The Bahamas is in discussions with US officials concerning application for Qualified Jurisdiction (QJ) status under new rules expected to be implemented next year.
As of January 1, 2001 it is expected that changes in the procedures governing withholding tax will become effective in the United States. The measures are targetted at US citizens owning US securities, with the intent of preventing tax avoidance on earnings or sale of such securities via foreign intermediaries, i.e. any financial institution operating outside the US.
This will impact Bahamian financial institutions holding US securities on behalf of clients, from the viewpoint of “customer confidentiality”. For each payment being received by the owner of US securities via a foreign intermediary, various reporting forms will have to be completed – whether the owner is a US citizen or not. Such forms require the disclosure of the beneficial owner’s identity in respect to earnings — either payment of any dividends or proceeds of sale. Non disclosure could result in 30% of any payment to the customer being withheld in the US, even if the customer is non US and not liable to pay US taxes. Additionally, failure to comply with reporting obligations under the new regulations could result in penalties against foreign intermediaries.

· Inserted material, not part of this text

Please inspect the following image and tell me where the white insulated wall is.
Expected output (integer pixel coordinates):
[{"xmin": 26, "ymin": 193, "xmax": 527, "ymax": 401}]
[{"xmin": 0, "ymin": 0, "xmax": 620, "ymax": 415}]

Under a qualified intermediary (QI) system, the confidentiality of non US owners of US securities can be maintained, without subjection to substantial withholding. QIs are required to enter into a contract with the Internal Revenue Service of the US and to meet certain obligations. In order for a foreign intermediary to qualify for QI status, however, the jurisdiction in which it operates must be a qualified jurisdiction (QJ). QJ status is contingent on a certain qualifying standard of a “know your customer” regime being in place.
An application from The Bahamas for QJ status, a prerequisite for financial institutions in the country wishing to apply for QI designation, is under review by the IRS.